I have a silver TT and to start off with i washed,clayed,polished and waxed,i used:

baby bath-Meguiars clay kit-Auto Glym Super Resin polish-Meguiars NXT wax,results were very good

Recently i had just washed and polished the car a few times,nothing special as paint was still feeling smooth etc
(also had halfrauds vouchers) 
so i purchased the auto glym high gloss sealant and my word it has made a hell of a difference!! 
Wash-clay-wash-polish-sealant-wax
I would highly reccomend these products if you dont want to spend a fortune but it will take hours and hours to complete and it is addictive!! :mrgreen:


----------



## DAZTTC (May 20, 2005)

Meguiars NXT wax  

















DAZ


----------



## seasurfer (Apr 10, 2009)

qooqiiu said:


> Turtle wax ice leave a really good finish on silver cars.

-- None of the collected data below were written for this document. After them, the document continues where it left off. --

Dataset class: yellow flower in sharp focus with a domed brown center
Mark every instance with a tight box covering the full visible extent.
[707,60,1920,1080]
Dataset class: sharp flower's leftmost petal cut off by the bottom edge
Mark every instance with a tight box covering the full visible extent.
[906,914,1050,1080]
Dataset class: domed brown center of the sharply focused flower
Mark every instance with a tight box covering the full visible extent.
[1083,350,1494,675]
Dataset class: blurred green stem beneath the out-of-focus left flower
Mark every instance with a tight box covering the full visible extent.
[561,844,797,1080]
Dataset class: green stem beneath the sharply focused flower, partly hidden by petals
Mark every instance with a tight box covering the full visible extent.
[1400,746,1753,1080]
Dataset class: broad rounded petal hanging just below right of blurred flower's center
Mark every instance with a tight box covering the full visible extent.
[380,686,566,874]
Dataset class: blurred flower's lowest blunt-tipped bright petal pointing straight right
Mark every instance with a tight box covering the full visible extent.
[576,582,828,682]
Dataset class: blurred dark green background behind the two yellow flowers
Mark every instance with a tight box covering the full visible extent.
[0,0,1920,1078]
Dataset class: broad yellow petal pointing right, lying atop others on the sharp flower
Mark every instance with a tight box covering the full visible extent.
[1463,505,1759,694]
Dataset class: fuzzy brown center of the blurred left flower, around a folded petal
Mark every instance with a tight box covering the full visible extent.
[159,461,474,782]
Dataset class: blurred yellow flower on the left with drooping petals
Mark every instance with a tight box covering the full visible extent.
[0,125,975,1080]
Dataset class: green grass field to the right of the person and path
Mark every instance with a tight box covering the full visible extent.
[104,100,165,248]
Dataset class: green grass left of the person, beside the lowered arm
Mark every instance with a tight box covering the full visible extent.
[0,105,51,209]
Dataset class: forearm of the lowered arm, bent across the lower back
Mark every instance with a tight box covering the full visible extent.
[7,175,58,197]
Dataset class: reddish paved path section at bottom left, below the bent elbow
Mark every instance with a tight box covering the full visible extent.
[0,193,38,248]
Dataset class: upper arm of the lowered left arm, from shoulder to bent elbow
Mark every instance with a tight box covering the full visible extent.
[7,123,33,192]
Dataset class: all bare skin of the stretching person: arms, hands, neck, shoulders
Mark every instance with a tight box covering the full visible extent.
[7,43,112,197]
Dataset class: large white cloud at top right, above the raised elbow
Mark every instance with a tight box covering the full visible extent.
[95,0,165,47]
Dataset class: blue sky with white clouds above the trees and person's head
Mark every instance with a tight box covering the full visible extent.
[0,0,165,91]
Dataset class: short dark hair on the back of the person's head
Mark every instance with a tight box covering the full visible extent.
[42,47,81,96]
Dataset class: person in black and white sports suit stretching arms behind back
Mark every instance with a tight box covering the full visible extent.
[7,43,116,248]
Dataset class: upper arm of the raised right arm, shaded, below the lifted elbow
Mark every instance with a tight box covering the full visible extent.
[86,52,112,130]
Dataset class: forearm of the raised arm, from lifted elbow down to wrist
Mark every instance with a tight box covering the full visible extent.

Hi, I use turtle wax ice shampoo and then turtle wax ice wax - gives a really nice finish - very easy to use and doesnt leave any white residue any where  
Seasurfer


----------



## seasurfer (Apr 10, 2009)

DazTTC
Looks really good . I have just taken some of my car but having difficulty trying to find help with uploading photos - will keep trying.
Seasurfer


----------



## DAZTTC (May 20, 2005)

You need to get something like a photobucket.com account and them copy and paste you pics in your post using the IMG code hope this helps you out mate.

DAZ


----------